Scene one, I believe, is a set-up, maybe even a clever, insightful one. As “Same Time, Next Year” proceeds, in five-year intervals, into the mid-’70s, each scene sheds light on the era. The 1951 segment could be viewed as a commentary on the popular entertainment of the time, and America as a whole – safe and on the surface.

Theatre Aspen’s version – directed by sitcom veteran and part-time Aspenite Jay Sandrich, in his third outing with the local company – never gets edgy. Bernard Slade wrote “Same Time, Next Year” in the mid-’70s, and it feels it. It doesn’t seem as if any energy were expended to refresh or update the portrayal of post-World War II America.

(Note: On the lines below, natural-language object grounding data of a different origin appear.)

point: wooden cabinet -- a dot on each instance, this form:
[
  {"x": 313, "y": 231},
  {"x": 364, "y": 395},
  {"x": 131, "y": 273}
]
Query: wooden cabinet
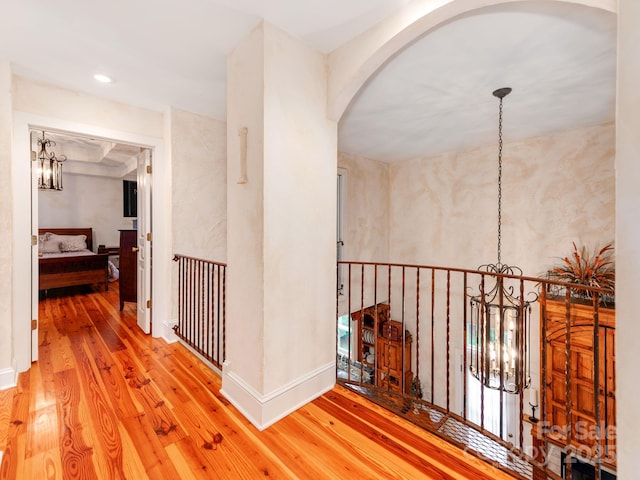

Instead, we are given George and Doris who, while stuck in time, develop a relationship worth caring about. The master stroke is that the two lovers care about each other. What began in scene one as a silly dalliance based on physical urges becomes something emotionally significant, an essential part of the characters’ lives, a way for them to delve into their personal growth, marital troubles, parenthood, loss. And as the relationship matures and gets more serious, so do the scenes, and 1951 can be seen as a starting point, something to build on. And something to laugh about later on.

A more troubling imbalance is between the characters. Doris is appealing in all her eras – blonde and innocent as a young woman; sexy and uninhibited in the ’60s. When, in the ’70s, she has become conflicted and uncertain over her success as a businesswoman, she comes off as vulnerable and intelligent. It is easy to see why George builds a good part of his life around his annual weekend with her.




George starts off wracked with guilt and is guilt-plagued at play’s end. His one guilt-free period, as a creature of the self-absorbed ’70s, is all about shaking off his guilt, a dramatic variation on being guilty. It was impossible for me to see what the pay-off was for Doris, and why around, say, 1952-’53, she didn’t find herself some other gentleman to have a fling with.

Not at all unbalanced was the costume design by Rebecca J. Bernstein. Her designs may have been obvious – Doris’ love-child get-up, complete with headband, for the ’60s; George’s tight pants and sweater vest for the ’70s – but they were effective and ultimately integral to the show.